Coronaboetes en strafblad
Voor de betrokkenen doet het er wel degelijk toe helaas. In euro’s, maar ook omdat een definitieve boete meestal een strafblad betekent. Los van hoe daarmee in de praktijk wordt omgegaan: niemand zit te wachten op zo’n kruisje in de justitiële documentatie. Voor dat kruisje moet, laten we eerlijk zijn, ook wel een zeer goede, duidelijk aangetoonde reden zijn. De Tweede Kamer heeft via een motie gevraagd om hiervan in de praktijk te kunnen afwijken, maar dat biedt geen garantie en maakt onrecht nog niet recht.
Ga in verzet
Daarom blijft er maar één mogelijkheid over als je nu met een onterechte coronaboete zit opgezadeld: in ‘verzet’ gaan. Dat moet binnen twee weken (zie de uitleg onder de hoofdtekst van dit artikel). Of de overheid moet ingrijpen om in één keer dit ontstane probleem op te lossen. Dat zou het allermooiste zijn, en volkomen terecht, maar voorlopig reageerde bijvoorbeeld voorzitter Hubert Bruls van het Veiligheidsberaad schamper op mogelijk ten onrechte opgelegde boetes: ach, wat maakte dat uit, het ‘ging om het doel’, nietwaar?

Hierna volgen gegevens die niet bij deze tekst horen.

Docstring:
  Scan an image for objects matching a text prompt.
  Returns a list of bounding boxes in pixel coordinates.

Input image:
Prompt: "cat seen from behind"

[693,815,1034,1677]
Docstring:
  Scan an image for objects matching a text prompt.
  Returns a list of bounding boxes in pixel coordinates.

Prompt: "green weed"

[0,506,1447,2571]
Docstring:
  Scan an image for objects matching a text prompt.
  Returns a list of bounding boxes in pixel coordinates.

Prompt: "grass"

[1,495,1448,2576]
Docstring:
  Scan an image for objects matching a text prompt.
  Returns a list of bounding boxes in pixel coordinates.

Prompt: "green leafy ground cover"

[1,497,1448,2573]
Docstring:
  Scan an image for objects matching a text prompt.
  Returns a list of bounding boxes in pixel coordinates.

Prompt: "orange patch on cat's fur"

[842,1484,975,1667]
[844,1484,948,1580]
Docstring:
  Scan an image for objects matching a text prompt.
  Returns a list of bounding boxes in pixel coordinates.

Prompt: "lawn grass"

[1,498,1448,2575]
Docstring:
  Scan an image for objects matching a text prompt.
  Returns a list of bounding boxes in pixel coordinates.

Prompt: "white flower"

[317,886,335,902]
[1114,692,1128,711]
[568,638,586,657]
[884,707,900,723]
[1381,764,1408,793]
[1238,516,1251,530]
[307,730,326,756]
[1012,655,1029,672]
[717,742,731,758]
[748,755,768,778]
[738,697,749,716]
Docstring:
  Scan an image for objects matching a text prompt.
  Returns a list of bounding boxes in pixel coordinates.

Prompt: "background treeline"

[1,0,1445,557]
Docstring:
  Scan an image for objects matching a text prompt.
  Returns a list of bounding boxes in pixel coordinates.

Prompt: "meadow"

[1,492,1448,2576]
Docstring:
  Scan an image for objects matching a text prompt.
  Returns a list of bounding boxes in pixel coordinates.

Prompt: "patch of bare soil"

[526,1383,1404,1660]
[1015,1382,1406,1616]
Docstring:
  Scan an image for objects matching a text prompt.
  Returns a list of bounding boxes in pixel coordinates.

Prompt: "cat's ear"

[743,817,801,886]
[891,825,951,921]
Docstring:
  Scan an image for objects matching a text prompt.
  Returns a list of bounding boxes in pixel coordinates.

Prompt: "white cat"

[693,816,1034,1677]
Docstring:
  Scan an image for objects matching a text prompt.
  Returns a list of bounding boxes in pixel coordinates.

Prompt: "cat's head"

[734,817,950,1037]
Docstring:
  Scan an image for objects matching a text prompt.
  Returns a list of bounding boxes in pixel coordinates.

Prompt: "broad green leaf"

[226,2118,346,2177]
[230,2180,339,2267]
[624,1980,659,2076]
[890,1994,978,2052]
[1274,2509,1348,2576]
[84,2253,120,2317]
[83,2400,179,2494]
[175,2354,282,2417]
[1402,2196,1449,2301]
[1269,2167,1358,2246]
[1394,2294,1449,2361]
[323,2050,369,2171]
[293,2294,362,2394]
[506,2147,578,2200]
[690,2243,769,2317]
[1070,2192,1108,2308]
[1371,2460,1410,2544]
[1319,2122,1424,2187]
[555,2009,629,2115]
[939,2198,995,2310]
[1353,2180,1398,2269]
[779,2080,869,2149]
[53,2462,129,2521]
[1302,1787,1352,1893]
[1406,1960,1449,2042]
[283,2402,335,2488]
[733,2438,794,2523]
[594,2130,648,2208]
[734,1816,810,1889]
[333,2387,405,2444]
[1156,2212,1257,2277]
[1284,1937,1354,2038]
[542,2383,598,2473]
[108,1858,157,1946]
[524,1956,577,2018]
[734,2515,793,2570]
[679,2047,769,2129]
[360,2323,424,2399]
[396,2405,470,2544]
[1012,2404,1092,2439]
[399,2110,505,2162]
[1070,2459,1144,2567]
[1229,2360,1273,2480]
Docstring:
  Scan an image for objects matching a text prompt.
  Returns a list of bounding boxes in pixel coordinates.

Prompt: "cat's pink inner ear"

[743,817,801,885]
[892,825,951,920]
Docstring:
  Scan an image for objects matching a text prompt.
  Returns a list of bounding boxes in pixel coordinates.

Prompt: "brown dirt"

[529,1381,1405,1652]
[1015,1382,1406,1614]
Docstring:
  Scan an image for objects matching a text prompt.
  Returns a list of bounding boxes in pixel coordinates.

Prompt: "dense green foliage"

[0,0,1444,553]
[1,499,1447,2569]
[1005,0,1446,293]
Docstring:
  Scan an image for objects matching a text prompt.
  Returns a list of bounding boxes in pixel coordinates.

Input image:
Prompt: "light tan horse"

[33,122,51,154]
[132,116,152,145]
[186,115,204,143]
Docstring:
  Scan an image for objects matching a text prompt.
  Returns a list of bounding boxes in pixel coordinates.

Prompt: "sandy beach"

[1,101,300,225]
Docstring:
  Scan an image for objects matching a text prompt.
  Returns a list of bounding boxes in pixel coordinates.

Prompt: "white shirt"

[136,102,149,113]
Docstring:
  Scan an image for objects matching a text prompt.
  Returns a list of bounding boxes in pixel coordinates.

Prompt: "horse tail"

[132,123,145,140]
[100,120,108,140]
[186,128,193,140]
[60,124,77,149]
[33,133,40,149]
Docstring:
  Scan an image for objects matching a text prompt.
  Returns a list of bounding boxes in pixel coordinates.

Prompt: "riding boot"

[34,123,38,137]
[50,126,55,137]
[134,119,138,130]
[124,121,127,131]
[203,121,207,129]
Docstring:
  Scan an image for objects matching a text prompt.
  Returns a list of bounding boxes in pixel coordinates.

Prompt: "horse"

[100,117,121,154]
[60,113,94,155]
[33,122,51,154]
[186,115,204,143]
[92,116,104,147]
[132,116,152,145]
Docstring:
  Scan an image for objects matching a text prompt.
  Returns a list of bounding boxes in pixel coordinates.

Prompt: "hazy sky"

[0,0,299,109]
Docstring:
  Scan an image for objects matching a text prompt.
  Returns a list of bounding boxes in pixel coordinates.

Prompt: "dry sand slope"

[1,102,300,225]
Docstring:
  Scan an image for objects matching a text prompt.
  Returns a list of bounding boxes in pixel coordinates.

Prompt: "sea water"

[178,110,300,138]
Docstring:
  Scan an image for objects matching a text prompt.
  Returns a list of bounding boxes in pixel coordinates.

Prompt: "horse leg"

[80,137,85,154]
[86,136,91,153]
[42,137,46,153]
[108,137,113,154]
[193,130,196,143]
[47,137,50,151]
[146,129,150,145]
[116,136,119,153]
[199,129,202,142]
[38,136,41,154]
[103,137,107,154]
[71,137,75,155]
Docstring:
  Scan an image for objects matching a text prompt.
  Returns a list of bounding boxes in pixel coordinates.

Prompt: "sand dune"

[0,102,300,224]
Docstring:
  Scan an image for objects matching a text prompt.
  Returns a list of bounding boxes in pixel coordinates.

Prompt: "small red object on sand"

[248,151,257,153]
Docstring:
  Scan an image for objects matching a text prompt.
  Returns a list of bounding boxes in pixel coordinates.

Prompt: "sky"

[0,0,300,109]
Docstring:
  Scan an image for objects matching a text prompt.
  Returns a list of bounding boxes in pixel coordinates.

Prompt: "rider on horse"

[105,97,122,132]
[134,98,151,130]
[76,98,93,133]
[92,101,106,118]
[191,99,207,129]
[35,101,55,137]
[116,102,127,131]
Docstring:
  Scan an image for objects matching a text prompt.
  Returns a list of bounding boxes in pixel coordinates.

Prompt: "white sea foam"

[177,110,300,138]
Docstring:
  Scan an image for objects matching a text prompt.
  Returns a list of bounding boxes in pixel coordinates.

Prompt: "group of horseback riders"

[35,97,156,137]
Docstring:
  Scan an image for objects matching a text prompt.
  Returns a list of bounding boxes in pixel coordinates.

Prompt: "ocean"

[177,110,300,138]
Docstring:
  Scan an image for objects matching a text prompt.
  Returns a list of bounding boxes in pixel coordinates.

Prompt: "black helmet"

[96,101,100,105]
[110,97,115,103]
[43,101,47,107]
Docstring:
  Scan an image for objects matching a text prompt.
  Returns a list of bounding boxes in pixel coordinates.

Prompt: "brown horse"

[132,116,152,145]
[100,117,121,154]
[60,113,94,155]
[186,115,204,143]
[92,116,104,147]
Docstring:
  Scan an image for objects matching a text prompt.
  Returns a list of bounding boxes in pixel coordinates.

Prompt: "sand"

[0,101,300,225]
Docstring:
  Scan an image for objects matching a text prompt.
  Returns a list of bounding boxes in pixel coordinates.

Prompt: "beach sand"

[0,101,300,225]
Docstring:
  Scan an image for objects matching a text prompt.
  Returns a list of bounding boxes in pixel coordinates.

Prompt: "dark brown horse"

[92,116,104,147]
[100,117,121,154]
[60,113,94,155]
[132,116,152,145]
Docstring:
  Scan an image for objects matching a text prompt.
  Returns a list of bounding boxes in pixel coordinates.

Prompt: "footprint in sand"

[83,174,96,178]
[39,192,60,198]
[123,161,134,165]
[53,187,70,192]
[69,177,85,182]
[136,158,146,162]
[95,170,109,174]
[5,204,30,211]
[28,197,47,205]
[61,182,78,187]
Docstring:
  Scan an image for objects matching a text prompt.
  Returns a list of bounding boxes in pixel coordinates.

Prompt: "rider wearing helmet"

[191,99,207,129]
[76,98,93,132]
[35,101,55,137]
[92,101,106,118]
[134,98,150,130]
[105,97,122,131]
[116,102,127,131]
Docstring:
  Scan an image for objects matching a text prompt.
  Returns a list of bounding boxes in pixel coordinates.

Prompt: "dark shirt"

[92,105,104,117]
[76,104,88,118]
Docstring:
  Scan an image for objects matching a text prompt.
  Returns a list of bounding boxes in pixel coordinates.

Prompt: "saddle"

Natuurlijk is het goed dat bestuurders doelgericht in het geweer komen om de bevolking te beschermen; en waar gehakt wordt, vallen spaanders. Maar als je dan zo ruiterlijk bent om dat te erkennen, verbind daaraan dan ook het logische en noodzakelijke gevolg: keer terug op je schreden, bied excuses aan, en zand erover. Misschien komt het daar ook echt wel van, het OM lijkt al niet meer erg zelfverzekerd. Maar het kan geen kwaad justitie in de juiste richting te wijzen als je te goeder trouw probeerde rekening te houden met de maatregelen.
Smet op de rechtsstaat
Dat doe je dus door verzet in te stellen. Burgers draaien hoe dan ook op voor het leergeld van de overheid tijdens deze crisis, maar dat mag niet gebeuren op deze schimmige manier, die een smet vormt op het blazoen van de rechtsstaat.
Wat te doen bij onterechte coronaboetes met strafblad?
Wat moet je doen als je van een opsporingsambtenaar (politieagent of boa) een aankondiging van strafbeschikking hebt gekregen?
Mee eens?
Vind je dat je de straf verdiend hebt dan is het een kwestie de strafbeschikking van het CJIB afwachten en de boete betalen. Dat kan een hoop rompslomp schelen.
Niet mee eens?
Als je het er niet mee eens bent, reageer dan binnen twee weken. Dit heet ‘verzet instellen’.
Neem eventueel contact op met een goede advocaat en laat deze een inschatting maken. Dit kan in sommige gevallen kosteloos.
Twijfel?
Twijfel je of je de zaak wilt laten voorleggen aan een rechter? Stel dan toch verzet in. Het verzet kan tot de rechtszaak altijd weer worden ingetrokken. Later in verzet gaan kan niet.
Betalen = bekennen = veroordeeld!
Betaal nóóit tenzij je zeker weet geen verzet in te willen instellen. Is de boete betaald dan kan geen verzet meer worden ingesteld.
Wat kan de gemeente / team handhaving doen?
Fouten maken is menselijk, en al helemaal in tijden van crisis en onduidelijke informatievoorziening. Het zou kunnen dat handhavers en/of leidinggevenden inmiddels inzien dat er ten onrechte coronaboetes zijn uitgeschreven. Hoe ga je daarmee om?
Goed om te weten:
- De opsporingsambtenaar die een strafbeschikking heeft uitgevaardigd, kan deze niet zelf intrekken. De officier van justitie heeft deze bevoegdheid wel.
- Als de opsporingsambtenaar van oordeel is dat een strafbeschikking ingetrokken moet worden, kan deze een intrekkingsverzoek indienen bij het CJIB.
- Als een onterechte strafbeschikking al op de mat ligt, is er geen pasklare oplossing voor de gemeente om nog iets te doen. Gelet op de bijzondere omstandigheden kan wellicht overleg met het CJIB en/of Officier van Justitie worden overwogen.
- Als het lukt om fouten te corrigeren: de mensen informeren, excuses aanbieden, en een bos bloemen bijvoorbeeld zou aardig zijn.
- Als herstellen van evidente fouten binnen de bestaande procedures niet lukt, moet daarbuiten worden gezocht. Maatwerk dus.
Paul says
Batalen is bekennen? Dat snap ik niet. Ik vocht ooit een boete aan (gefietst op een wandelpad, maar het verkeersbord was in de struiken overwoekerd en de gemeente den haag doet geen onderhoud van de openbare ruimte, boa vond het niet waar maar de rechter gelukkig wel, aan de hand van mijn fotoos). Bij die situatie moest ik eerst betalen voordat ik een rechtszaak tegen de gemeente den haag mocht starten. Pas na 2,5 jaar had ik mijn 63 euro terug.